Als dritter Punkt ist ein Thema anzusprechen, das die Nähe Humboldts zum Völkerrecht so eindringlich offenlegt, dass gefragt werden muss, weshalb diese Seite seines Schaffens noch nicht beleuchtet wurde: Humboldt hat bei seiner „Vermessung der Welt“ insbesondere auch Staatsgrenzen vermessen, zumindest Messungen geliefert, aus denen dann Staatsgrenzen und damit ganz zentrale völkerrechtliche Wertungseinheiten hervorgingen. Bevor an drei Beispielen dargelegt werden soll, wie sich Humboldt mit der Bestimmung von Staatsgrenzen beschäftigt hat, ist kurz die generelle völkerrechtliche Bedeutung von Staatsgrenzen zu skizzieren. Wie oben erwähnt, ist das Völkerrecht kein „Recht der Völker“, sondern ein „Recht der Staaten“. Doch was ist ein Staat? Wann wird ein Gemeinwesen bzw. ein sozialer Verband zum „Staat“? Es entspricht allgemeiner Meinung, dass diese für das Völkerrecht außerordentlich wichtige Klassifizierung anhand der Drei-Elemente-Lehre von Georg Jellinek aus dem Jahr 1900 zu bestimmen ist.36 Danach ist ein Gemeinwesen dann ein „Staat“, wenn es drei Elemente aufweist: ein Staatsvolk, ein Staatsgebiet und eine beides regierende, also bestimmende Staatsgewalt. Das Element „Staatsgebiet“ wird durch Staatsgrenzen festgelegt. Es dürfte kein Geheimnis sein: Es gibt in der internationalen Staatenwelt nichts, worüber sich die Staaten als zentrale Zuordnungssubjekte des Völkerrechts mehr streiten als über den genauen Verlauf der Staatsgrenzen.

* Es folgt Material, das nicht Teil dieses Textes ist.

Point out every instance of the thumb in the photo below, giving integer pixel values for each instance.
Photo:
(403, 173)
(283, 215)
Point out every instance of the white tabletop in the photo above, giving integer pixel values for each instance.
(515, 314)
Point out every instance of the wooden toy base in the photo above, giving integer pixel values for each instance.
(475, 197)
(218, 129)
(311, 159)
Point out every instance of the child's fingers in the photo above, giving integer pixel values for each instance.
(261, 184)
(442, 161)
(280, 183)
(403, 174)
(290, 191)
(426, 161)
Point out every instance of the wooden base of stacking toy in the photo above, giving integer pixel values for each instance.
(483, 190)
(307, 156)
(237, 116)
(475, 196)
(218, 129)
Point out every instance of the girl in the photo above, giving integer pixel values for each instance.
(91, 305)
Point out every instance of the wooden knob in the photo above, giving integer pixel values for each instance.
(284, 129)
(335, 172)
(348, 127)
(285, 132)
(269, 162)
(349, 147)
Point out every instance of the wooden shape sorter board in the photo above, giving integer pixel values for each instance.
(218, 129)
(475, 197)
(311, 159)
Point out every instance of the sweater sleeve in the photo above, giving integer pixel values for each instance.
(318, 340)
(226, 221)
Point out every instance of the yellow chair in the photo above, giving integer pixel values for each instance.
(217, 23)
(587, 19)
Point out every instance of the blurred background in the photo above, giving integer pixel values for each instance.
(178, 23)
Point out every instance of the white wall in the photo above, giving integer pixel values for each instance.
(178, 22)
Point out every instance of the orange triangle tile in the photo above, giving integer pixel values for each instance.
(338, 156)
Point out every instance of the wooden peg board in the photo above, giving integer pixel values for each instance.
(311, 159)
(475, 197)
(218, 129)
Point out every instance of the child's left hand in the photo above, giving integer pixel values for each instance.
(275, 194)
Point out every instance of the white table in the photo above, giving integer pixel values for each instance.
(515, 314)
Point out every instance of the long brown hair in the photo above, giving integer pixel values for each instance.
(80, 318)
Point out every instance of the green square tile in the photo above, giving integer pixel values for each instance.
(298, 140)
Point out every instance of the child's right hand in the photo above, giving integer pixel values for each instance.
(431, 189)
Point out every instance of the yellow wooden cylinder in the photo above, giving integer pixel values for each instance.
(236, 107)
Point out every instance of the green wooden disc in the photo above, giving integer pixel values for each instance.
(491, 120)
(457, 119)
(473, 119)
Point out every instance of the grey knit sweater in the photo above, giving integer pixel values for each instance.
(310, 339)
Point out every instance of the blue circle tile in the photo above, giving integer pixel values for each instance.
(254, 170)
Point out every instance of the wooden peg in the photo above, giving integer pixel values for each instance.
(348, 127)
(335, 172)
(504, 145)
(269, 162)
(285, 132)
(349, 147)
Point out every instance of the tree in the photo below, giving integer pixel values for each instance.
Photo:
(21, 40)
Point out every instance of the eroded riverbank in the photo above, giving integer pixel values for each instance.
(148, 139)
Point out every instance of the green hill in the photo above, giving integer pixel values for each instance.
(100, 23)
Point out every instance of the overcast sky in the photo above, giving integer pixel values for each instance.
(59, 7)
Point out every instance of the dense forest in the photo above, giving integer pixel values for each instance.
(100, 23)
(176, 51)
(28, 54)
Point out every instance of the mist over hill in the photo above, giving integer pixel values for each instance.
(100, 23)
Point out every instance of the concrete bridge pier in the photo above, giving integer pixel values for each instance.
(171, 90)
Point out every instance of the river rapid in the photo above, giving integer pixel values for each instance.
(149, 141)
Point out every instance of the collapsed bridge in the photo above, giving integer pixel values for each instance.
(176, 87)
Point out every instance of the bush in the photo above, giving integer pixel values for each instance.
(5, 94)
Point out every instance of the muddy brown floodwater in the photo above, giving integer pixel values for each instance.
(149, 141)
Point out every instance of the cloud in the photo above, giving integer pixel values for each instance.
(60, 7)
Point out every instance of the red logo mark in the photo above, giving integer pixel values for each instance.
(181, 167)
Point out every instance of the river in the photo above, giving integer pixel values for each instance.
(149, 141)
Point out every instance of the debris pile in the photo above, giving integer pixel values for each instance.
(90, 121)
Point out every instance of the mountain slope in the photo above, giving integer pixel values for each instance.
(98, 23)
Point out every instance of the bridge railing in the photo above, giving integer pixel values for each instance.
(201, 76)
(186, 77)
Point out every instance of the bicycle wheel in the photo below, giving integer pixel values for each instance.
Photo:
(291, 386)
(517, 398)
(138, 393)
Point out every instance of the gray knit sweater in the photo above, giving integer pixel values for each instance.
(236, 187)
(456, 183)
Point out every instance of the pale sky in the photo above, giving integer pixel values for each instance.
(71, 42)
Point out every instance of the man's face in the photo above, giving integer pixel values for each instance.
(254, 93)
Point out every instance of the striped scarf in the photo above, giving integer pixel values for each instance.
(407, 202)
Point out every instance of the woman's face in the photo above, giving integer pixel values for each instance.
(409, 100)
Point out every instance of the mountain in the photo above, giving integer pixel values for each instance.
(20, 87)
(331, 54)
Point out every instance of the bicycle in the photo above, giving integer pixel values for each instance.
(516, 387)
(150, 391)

Wer an die Annexion der Krim durch Russland denkt, wer an die geteilte Insel Zypern denkt oder wer an das bizarre Aufschütten von Sand im südchinesischen Meer durch die Volksrepublik China zur Schaffung künstlicher Inseln zur Ausdehnung ihrer Hoheitsgewalt denkt, der sieht: Die Ziehung von Staatsgrenzen nimmt manchmal absurde Züge an. Doch für die Spannungen, die aus dem Verlauf von Staatsgrenzen resultieren, muss man nicht in die weite Welt hinausblicken: Wer aus meinem Potsdamer Bürofenster schaut und sich die Historie des kleinen Ortsteils „Steinstücken“ in Babelsberg vergegenwärtigt, wird das Adjektiv „absurd“ zur Beschreibung der ehemaligen Staatsgrenze zwischen West-Berlin und der DDR für nicht mehr ausreichend halten. Kurz vor dem 30. Jahrestag des Mauerfalls sicher kein unwichtiger Hinweis, nicht nur für Potsdamer. Blickt man 200 Jahre zurück, wird die Ziehung von Staatsgrenzen deshalb besonders brisant, weil klare und vor allem konsentierte Messungen, Größenangaben und damit Grenzen auf dem amerikanischen Kontinent oft noch nicht vorlagen.
Zum ersten Nachweis meiner These: Humboldt nahm im Band II seines „Kosmos“ mehrfach auf den Vertrag von Tordesillas Bezug und somit auf den wohl bedeutendsten Grenzziehungsvertrag des Mittelalters.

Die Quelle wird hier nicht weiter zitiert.